Context-dependent recruitment of co-factors directs RUNX1 activity in normal and leukemic cells Free

Aberrant transcription factor (TF) activity is a major driver of diseases such as leukemia. TFs bind to regulatory elements such as promoters and enhancers, where they can drive activation or repression of genes. Many TFs have dual activity, where their effect on gene expression depends on the context, but it is unclear what the underlying mechanisms are.

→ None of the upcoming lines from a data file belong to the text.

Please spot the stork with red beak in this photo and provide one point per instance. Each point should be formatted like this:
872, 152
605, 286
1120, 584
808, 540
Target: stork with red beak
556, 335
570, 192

RUNX1 is a key hematopoietic TF, essential for the emergence of hematopoietic stem and progenitor cells (HSPCs) in the embryo and for the differentiation and maturation of hematopoietic cells throughout life. The RUNX1 gene is also a frequent target of genetic alterations in acute myeloid (AML) and acute lymphoid (ALL) malignancies (Sood et al Blood 2017 doi: 10.1182/blood-2016-10-687830). Despite this importance, RUNX1 activity is still not completely understood. To date, identified interaction partners of RUNX1 include epigenetic modifying enzymes with an activating role such as the lysine acetyltransferases P300 and MOZ, Trithorax-group (TrxG) proteins such as KMT2A, and components of the nucleosome-remodelling complex SWI/SNF; as well as co-repressors such as histone deacetylases and Polycomb (PcG) Repressor Complex 1 (PRC1; Yu et al, Mol Cell 2012 doi: 10.1016/j.molcel.2011.11.032). Overall, this implicates RUNX1 in both activation and repression of gene targets, but it is unclear how RUNX1 mediates this dual role at specific loci and if this has any implications for RUNX1 mutant leukemias.

To more precisely delineate the role of RUNX1 in gene regulation and complex assembly, we used an in vivo tethering system to observe its effects on a neutral chromatin context (devoid of other TFs and common histone modifications). We have previously used this system to show that MYB, another important hematopoietic TF, drives novel enhancer emergence and is primarily an activator of transcription. In contrast, we found that RUNX1 is sufficient to recruit both co-activators and co-repressors, including TrxG and PRC1 complexes, with no apparent preference. Thus, we next wanted to determine how this dual activation/repression recruitment role for RUNX1 functioned in normal gene regulation.

To better define RUNX1 interactions at endogenous gene targets, we performed an unbiased correlation analysis at RUNX1 ChIP-seq peaks in the RUNX1-dependent KMT2A::AFF1 ALL cell line SEM. This showed a positive correlation between the binding of RUNX1 and co-activators and active histone modifications (e.g. H3K27ac, H3K4me3). However, although RUNX1 primarily associates with activation complexes in these cells, we also found a positive correlation with binding of the proteins RING1B and KDM2B, components of the repressive PRC1 complex. This suggests that RUNX1 may act as both an activator and repressor in ALL. To test the impact of RUNX1 recruitment on these complexes, we overexpressed RUNX1 in mouse embryonic stem cells (that have no endogenous RUNX1 expression) and performed RUNX1 siRNA knockdowns in KMT2A::AFF1 SEM cells. Overall, we found that RUNX1-mediated recruitment of co-activators and co-repressors is dependent on the factors and histone marks that are already present. Further, we show that C-terminally truncated RUNX1 mutant proteins, including the RUNX1-RUNX1T1 fusion protein in AML, fail to recruit PRC1, and that acquisition of PcG mutations in RUNX1-RUNX1T1 AML (associated with poor prognosis disease) results in de-repression of critical PcG target genes. This indicates that RUNX1 is required to stabilise and strengthen PRC1 binding.

Our overall model is that, rather than directing transcription regulation, RUNX1 binding leads to multivalent interactions that “amplify” existing active or repressive signals. Taken with our other work, this suggests that some TFs such as MYB may be primarily activators, while a TF such as RUNX1 functions more agnostically, by stabilising pre-existing activation or repression states. Our study also provides a mechanistic understanding for how a TF is able to “switch” between co-factors, to selectively drive activation or repression at target sites; and how the disruption of interactions between a TF and its co-factors through disease-associated mutations can promote oncogenesis. This may provide an important paradigm for how the same master regulator has the potential to be either a tumour suppressor or an oncogene, depending on the chromatin context in different cell types and cell states.